Ahora, los habitantes de Iztapalapa celebran este reconocimiento internacional como un "sueño inalcanzable", pero alcanzado tras "picar piedra" durante años, recordó Rueda. "Los vecinos salen a las calles a apoyar a la procesión dando naranjas, poniendo paquetes, sacando sus propias imágenes para que puedan haber una comunión (...) Aquí no pertenecemos a la iglesia, no pertenecemos a la autoridad administrativa, todo es comunitario", resaltó.
Orígenes y tradición ininterrumpida desde 1833
Esta tradición nació en 1833 como un voto comunitario para pedir el fin de una epidemia de cólera que diezmaba a la población. Una década después se formalizó aquel compromiso con la primera puesta en escena, iniciando en 1843 un ciclo que acumula ya más de 180 años de historia ininterrumpida.
Se trata de la representación de Semana Santa más multitudinaria de México y una de las mayores concentraciones religiosas de América Latina.
Testimonios de los participantes en esta edición especial
Guadalupe, quien participa por onceavo año, declaró que sigue con la "tradición" de su familia, originaria de esta alcaldía. "Es muy pesado, pero es muy bonito cuando subes al cerro (...) es muy bonita la impresión que pasa, toda la multitud de gente que se junta", dijo esta mujer, caracterizada como nazarena, quien puso en valor el hecho de que "pocas mujeres" participan en esta festividad.

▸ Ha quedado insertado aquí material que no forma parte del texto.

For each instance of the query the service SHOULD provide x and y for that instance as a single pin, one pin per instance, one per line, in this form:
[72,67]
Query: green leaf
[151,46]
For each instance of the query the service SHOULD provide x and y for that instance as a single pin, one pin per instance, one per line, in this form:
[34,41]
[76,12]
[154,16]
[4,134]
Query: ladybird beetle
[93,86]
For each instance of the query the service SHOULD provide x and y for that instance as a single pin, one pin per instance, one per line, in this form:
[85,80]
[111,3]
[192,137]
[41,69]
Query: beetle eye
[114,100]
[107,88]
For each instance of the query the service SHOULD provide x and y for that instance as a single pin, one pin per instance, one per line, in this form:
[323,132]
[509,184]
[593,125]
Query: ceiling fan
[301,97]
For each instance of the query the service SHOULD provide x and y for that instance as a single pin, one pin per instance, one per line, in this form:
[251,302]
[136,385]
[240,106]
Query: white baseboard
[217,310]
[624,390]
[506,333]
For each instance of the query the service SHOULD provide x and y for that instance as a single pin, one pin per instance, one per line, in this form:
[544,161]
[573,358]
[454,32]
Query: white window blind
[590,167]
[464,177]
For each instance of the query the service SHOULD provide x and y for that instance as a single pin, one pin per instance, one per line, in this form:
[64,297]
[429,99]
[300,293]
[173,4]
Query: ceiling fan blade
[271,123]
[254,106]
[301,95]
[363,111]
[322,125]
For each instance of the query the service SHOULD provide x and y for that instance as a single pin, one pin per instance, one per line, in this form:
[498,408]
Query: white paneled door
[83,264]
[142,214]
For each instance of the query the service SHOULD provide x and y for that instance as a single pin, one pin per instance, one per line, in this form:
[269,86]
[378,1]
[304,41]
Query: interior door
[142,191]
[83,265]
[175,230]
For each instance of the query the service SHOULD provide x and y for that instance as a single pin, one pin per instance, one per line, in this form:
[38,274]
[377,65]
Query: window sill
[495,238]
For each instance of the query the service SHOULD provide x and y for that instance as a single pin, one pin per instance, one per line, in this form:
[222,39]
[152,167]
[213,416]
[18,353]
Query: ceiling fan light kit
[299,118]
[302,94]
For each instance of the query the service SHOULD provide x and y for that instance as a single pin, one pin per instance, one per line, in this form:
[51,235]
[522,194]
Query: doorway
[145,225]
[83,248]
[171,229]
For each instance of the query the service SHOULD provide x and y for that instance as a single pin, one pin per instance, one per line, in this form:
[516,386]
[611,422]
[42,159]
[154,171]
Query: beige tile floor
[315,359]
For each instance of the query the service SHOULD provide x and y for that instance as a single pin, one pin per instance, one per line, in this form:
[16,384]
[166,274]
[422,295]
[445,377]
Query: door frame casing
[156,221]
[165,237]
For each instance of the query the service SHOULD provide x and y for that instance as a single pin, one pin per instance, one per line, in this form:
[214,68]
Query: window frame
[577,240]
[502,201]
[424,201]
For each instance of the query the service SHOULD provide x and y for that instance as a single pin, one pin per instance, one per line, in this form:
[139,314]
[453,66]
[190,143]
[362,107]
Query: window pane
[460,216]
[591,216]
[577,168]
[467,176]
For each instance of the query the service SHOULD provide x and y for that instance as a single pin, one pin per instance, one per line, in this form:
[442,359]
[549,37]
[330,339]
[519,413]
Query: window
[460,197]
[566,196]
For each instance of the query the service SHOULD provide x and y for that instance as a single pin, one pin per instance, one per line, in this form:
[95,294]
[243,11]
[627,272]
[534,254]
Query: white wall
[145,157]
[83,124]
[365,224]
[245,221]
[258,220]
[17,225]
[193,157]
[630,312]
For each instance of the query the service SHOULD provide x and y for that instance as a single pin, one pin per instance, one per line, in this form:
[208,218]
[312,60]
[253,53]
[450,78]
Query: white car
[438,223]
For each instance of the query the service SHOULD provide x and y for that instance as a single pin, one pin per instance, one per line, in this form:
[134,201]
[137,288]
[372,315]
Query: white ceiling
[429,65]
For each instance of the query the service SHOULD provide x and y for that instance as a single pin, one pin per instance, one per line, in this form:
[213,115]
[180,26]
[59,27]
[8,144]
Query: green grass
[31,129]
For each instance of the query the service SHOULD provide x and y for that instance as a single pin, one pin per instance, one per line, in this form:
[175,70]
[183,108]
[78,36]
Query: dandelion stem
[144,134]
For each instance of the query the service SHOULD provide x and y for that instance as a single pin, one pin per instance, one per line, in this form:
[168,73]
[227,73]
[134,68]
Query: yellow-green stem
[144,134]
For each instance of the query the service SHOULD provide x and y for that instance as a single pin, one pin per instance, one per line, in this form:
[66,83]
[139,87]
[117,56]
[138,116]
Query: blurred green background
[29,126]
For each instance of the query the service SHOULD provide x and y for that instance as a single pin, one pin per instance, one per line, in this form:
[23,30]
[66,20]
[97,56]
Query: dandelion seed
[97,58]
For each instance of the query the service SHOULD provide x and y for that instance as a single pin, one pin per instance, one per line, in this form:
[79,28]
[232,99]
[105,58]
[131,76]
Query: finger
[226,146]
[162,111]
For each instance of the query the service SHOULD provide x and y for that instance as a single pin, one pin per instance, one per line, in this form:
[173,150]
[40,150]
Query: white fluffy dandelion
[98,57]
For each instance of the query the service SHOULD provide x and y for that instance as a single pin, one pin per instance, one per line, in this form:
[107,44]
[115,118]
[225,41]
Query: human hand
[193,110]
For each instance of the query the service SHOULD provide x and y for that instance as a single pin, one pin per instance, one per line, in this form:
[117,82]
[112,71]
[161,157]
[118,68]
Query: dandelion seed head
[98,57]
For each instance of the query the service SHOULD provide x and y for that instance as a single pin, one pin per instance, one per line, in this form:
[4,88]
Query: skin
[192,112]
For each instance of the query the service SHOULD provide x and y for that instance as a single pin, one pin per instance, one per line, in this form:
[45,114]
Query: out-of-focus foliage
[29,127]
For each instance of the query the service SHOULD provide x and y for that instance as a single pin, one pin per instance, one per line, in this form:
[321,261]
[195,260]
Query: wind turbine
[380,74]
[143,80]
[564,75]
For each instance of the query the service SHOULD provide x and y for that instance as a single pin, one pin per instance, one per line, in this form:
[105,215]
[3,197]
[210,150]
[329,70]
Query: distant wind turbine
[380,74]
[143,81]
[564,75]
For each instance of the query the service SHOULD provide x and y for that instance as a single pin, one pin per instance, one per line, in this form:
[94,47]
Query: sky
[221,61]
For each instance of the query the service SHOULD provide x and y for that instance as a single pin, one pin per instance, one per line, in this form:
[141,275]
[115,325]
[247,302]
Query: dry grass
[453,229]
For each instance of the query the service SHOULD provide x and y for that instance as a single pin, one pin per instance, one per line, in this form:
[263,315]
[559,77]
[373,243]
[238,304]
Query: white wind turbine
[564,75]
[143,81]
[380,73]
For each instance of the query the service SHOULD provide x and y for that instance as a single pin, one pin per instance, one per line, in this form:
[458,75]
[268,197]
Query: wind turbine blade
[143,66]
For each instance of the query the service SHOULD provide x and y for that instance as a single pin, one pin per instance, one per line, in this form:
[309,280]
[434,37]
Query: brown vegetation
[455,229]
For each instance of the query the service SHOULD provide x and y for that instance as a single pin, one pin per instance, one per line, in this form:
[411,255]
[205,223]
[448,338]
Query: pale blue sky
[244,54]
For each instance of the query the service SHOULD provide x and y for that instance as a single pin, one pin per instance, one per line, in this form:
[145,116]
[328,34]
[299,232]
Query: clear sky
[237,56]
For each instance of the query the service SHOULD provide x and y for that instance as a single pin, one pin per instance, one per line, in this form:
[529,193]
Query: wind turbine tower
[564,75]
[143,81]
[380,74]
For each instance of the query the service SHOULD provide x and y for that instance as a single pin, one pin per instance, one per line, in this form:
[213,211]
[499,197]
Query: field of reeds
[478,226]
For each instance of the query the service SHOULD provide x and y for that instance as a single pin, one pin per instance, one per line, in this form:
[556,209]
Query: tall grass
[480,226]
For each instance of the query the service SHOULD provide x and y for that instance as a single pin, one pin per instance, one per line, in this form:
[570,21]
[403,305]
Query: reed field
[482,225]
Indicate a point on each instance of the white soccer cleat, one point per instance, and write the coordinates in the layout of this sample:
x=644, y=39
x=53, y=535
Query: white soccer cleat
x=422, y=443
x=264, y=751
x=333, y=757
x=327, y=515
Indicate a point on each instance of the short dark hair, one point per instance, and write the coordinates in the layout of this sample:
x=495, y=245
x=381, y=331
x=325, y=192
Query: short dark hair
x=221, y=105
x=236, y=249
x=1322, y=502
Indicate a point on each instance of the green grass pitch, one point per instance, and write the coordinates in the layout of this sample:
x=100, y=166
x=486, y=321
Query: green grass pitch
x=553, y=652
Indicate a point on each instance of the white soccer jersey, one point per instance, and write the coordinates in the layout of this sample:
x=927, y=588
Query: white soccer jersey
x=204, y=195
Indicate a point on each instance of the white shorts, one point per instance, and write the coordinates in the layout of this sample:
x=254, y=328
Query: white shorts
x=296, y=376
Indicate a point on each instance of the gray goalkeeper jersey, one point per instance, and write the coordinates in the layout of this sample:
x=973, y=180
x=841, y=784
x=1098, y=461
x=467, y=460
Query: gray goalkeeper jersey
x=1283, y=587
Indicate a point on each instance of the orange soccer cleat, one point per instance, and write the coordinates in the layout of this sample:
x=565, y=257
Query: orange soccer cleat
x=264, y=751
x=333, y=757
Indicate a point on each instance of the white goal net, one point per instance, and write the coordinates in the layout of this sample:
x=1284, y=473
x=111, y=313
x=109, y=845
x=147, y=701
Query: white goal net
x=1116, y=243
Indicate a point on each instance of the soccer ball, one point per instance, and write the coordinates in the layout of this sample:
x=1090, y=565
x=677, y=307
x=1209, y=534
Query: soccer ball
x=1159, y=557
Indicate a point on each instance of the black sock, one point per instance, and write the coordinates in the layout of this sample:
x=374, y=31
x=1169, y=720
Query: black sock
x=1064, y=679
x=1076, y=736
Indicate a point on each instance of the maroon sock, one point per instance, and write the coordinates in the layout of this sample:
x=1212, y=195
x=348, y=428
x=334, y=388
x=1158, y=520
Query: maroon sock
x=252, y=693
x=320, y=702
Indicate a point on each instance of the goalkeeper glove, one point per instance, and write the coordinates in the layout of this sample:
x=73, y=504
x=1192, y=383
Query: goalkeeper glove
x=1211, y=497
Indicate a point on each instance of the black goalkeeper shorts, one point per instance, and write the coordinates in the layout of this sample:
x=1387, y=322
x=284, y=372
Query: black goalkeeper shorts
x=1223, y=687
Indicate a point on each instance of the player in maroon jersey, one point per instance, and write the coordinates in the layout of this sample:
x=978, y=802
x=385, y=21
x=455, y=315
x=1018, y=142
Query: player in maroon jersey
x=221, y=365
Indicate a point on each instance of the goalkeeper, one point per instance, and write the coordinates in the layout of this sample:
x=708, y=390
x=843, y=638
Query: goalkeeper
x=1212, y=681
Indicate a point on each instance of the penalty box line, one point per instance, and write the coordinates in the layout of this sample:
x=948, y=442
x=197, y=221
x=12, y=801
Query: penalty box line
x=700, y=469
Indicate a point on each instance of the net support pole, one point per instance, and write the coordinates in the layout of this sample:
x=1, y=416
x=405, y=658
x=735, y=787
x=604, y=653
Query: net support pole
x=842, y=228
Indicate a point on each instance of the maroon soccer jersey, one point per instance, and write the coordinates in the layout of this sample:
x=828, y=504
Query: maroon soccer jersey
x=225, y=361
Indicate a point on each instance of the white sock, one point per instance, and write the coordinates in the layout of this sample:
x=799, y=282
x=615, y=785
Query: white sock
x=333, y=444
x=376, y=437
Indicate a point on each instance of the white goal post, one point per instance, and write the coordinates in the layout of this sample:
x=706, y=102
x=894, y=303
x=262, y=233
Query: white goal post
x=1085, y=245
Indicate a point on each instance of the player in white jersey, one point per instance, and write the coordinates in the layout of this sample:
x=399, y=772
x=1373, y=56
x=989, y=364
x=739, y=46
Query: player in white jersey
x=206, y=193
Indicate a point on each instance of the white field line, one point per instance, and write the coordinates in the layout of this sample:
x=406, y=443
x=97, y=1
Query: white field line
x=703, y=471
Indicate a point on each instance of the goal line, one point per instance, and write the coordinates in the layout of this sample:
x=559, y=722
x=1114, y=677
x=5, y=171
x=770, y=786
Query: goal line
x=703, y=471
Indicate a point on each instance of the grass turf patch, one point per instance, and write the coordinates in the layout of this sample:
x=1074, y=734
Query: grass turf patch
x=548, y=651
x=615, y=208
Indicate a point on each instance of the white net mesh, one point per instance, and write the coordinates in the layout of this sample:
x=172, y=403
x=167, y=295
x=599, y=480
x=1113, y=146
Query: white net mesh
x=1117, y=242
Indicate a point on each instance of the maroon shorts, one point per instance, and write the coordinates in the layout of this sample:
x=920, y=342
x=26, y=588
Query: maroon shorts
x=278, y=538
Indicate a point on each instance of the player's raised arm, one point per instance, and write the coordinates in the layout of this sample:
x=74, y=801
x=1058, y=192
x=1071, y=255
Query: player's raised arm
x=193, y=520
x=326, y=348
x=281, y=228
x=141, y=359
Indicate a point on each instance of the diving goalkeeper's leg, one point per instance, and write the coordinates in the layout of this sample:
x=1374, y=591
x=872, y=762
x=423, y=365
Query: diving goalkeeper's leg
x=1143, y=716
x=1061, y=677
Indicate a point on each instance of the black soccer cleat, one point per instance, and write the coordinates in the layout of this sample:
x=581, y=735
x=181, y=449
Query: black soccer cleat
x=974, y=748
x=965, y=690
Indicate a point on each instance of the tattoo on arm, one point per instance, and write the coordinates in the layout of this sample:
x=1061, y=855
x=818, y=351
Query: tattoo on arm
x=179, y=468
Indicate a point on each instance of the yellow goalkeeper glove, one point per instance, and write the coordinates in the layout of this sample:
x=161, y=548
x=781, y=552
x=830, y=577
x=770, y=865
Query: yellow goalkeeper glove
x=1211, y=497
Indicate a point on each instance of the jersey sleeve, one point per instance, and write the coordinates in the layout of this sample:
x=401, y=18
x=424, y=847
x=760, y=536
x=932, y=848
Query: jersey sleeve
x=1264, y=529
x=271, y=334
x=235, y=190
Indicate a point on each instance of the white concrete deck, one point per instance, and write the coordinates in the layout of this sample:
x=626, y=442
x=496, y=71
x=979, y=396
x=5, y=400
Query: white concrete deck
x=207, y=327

Por su parte, Ángel, de 43 años, dijo que cargar con una cruz en Semana Santa es un "momento de reflexión", más si cabe en esta ocasión, tras el reconocimiento de la Unesco.
Armando Guzmán, subido en un caballo y vestido de soldado romano, apuntó que esto es una "experiencia única" y una "tradición" del pueblo de Iztapalapa que "le ha costado bastante perdurar", así como "lo más hermoso que te puedas sentir en la vida".
Expectativas de asistencia y futuro del evento
En esta edición, los organizadores confían en reunir a más de dos millones de personas, volviendo a los niveles de asistencia anteriores a la pandemia. Este viacrucis no solo es un evento religioso, sino una manifestación cultural que fortalece la identidad comunitaria de Iztapalapa.
Con el reconocimiento de la Unesco, se espera que esta tradición continúe creciendo y atrayendo a más visitantes, preservando su esencia comunitaria y religiosa para las futuras generaciones.